Jennifer Margaret Jelsma, Soraya Maart

Last modified: 2012-02-18


Jennifer Jelsma

Soraya Maart

Division of Physiotherapy, University of Cape Town



A  community based survey of disability was undertaken in some of the least resourced areas of Cape Town to investigate the impact and causes of disability within these areas. This paper will present preliminary results related to the reported causes of disability.


South Africa is at the crux of an epidemiological transition, and suffers under a quadruple burden of disease, with both infectious diseases and chronic diseases of life-style (CDL) combining with trauma and HIV to shorten the life span of the population. What is not clear is whether disability is similarly caused by these killer diseases.


Cluster sampling was used to identify 1000 households that were proportionally representative of those living in brick houses, in back yards and in informal settlements. The heads of the households were interviewed and asked to identify whether there were any people with disabilities living within their households. Those identified as having disabilities or their proxies were then interviewed.


Validated questions were used to screen for disability and self-reported causes of disability were recorded..


The respondents’ description of the cause of disability was recoded into categories including trauma, infection, CDL and Maternal and Child Health causes as well as specific diagnoses where possible.

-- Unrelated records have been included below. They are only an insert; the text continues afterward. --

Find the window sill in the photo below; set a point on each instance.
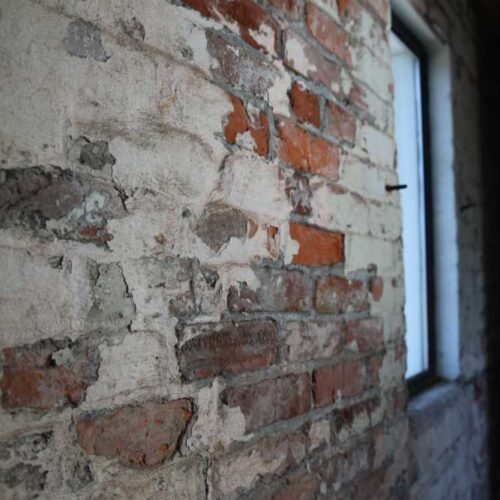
(429, 405)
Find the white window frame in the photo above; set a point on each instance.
(444, 211)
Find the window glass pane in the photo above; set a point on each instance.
(408, 131)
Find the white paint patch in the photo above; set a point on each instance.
(265, 37)
(255, 187)
(216, 425)
(126, 367)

Descriptive analysis was undertaken.



These are preliminary results and rather than give an incorrect prevalence rate in this paper, the denominator has not been included.  At the time of analysis, 750 households had been visited and 110 people were reported as being disabled.  CDL were reported as being the most common cause of disability (38%), followed by Trauma (31%), which included accidental trauma (car accidents = 8%) and assault (16%), and poor maternal and child health (22%). Surprising infection only accounted for 8%, with two people attributing disability to HIV.

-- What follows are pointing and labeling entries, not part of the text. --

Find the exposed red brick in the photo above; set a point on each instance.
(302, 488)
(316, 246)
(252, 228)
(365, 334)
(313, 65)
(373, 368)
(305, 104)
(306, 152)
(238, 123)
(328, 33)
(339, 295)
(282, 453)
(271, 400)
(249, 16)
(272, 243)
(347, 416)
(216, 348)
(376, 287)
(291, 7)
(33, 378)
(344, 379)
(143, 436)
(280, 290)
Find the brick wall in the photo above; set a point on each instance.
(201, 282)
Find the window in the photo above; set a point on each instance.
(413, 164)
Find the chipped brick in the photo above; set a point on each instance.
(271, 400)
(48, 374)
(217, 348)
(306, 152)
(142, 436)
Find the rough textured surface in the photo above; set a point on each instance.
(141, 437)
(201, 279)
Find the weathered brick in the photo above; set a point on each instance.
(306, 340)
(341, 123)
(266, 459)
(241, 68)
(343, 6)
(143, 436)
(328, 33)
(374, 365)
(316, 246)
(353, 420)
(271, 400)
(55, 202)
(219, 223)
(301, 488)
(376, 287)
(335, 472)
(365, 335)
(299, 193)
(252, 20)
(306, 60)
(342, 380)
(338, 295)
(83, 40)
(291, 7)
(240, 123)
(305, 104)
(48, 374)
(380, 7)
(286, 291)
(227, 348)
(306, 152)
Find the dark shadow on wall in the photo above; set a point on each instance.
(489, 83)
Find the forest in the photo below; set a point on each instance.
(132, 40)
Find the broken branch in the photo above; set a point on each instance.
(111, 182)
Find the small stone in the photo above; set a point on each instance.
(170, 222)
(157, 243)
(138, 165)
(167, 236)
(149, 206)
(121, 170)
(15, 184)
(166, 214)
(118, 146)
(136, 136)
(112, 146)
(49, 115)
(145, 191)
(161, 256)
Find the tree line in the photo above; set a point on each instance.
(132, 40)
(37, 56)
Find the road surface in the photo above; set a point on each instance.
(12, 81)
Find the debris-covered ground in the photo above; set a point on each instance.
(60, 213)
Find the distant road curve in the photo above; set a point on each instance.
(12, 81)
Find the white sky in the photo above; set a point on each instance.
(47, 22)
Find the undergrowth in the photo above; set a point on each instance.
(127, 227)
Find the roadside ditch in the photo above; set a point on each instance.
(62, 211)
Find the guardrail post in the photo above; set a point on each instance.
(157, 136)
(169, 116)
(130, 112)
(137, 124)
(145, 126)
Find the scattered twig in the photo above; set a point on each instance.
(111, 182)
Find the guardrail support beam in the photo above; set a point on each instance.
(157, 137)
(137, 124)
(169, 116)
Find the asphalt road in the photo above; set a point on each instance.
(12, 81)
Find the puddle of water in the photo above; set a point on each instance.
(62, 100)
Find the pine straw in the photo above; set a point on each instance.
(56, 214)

The causes of disability are in most cases the same as the reported causes of mortality, apart from infection, and specifically HIV.


Management of CDL at a primary health care level appears to be essential. The large number of participants reporting arthritis, hypertension and diabetes is cause for concern and physiotherapists need to develop strategies to deal with this disease cluster. Trauma survivors need intervention in the acute stage and there is an important role for the physiotherapist to prevent complications and there is a need to provide early physiotherapy management for children with birth trauma.  Physiotherapists can fulfil an essential role at the primary care level in under resourced communities.

Key words

Epidemiology, disability , burden of disease.


Funding was received from the EuroQol Foundation, the National Research Foundation and the Research Committee of the University of Cape Town.